福島県の県庁所在地は県内で3番目に大きな福島市にあるのだが、これは明治初期の廃藩置県当時は会津が一番大きな町だったが、戊辰戦争で官軍に激しく抵抗したから県庁を置くのにふさわしくない。2番目に大きな郡山も会津に近すぎるという理由で、3番目に大きな福島市に県庁が置かれたのである。

 

 

僕は東北地方の仙台に住んでいるのだが仙台に住んでいると地元のニュースとして、会津のある程度年輩の人たちは今でも薩摩(鹿児島)、長州(山口)、土佐(高知)の人たちを嫌っており、これらの県の人々が観光旅行で会津に来るとすごく嫌な顔をして、旅館でもレストランでも歓迎しないという話を聞くことがある。

 

これは、会津戦争で会津藩が西日本の諸藩の連合軍である官軍によって、徹底的に潰されたのが原因となっている。
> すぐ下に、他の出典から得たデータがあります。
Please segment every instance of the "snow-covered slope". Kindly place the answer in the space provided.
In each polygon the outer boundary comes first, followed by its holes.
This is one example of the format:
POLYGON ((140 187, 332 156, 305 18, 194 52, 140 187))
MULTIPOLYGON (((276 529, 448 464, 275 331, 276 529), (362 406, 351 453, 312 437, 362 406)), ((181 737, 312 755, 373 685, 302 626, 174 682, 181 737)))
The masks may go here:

会津藩が西日本諸藩の恨みをかったのは、会津藩主の松平容保が京都所司代として新撰組などを使って、特に長州藩の勤王の志士を弾圧して大量に殺害したことが理由であり、西日本諸藩の連合軍である官軍は会津藩だけは絶対に許せないと思っていた。今でも会津では「前の戦争」というと太平洋戦争ではなくて、会津戦争のことを指すらしい。

 

その後、1876年に2度目の廃藩置県があって、会津県がなくなって福島県が明治政府によって成立することになった時に、福島県の県庁所在地を置く町の候補に福島県内の町の中から、会津、郡山、いわき、福島が候補に挙がったが、いわきは太平洋岸にある端にある町だからダメ、会津は賊軍だったのでダメ、郡山は賊軍の会津に近い町だからダメという理由で候補から外されて、奇妙なことに福島県内で3番目に大きい町である福島に県庁所在地が置かれることになった。このように、県庁所在地が現在でも県内で一番大きな都市ではない所にある県は極めて珍しい。

 

実際に僕が今年の4月に福島県の郡山駐屯地の創設記念行事を見に行った時にタクシー運転手さんに、「郡山市は福島県内では一番大きな都市なのに、福島県の県庁所在地はなぜか3番目に大きな福島市にあるんですよね?これは、郡山が官軍に徹底的に抵抗した賊軍の会津に近いから、県庁を置くにはふさわしくないと明治政府が判断したと聞きました」と僕が言ったら、運転手さんは「その通りです。郡山、会津ではよくそういう話を聞きますね」と言っていた。

 

こちらが会津若松市のウィキペディアの説明。でも、会津が山口、鹿児島、高知などの県とは仲が悪いことについてはあまり説明されていない。

 

ja.wikipedia.org

 

明治時代になって東北でも鉄道建設が盛んになったが、国鉄の前身の日本鉄道は会津を鉄道建設候補地から外した。そこで会津地方の人たちはみんなで岩越鉄道という私鉄の株主になってお金を出し合って、1899年に郡山~会津若松間に鉄道を敷設したのだった。

 

 

また、明治時代初期から日本国内で始まった鉄道敷設でも日本鉄道(現在のJR東日本の前身)は上野から仙台、盛岡、青森へと伸びる東北本線の敷設を最優先にして、会津は鉄道を敷設する候補地から外された。大企業が鉄道を敷設してくれないので、会津地方では渋沢栄一が中心となって沿線の住民から株主を募り、そういう人たちからの資金で1899年にやっと郡山~会津若松間に岩越鉄道という私鉄として、鉄道が敷設された。これが、後に国鉄が設立された時に吸収されて磐越西線となるのだが、磐越西線が私鉄として敷設されたことは、鉄道マニアの僕も知らなかった。

 

でも、会津とその周辺の地域はのちに明治新政府を作る官軍に激しく抵抗したので県庁所在地から外されて、会津から少し離れた福島市に県庁所在地を置いたままで令和の今に至るというのでは、福島県民で特に郷土史に詳しい人はやはり明治政府の仕打ちを恨んでいるだろう。それが理由で、NHK大河ドラマ「八重の桜」のように、会津を含む福島県はよく大河ドラマなどの幕末ものドラマの舞台になっている。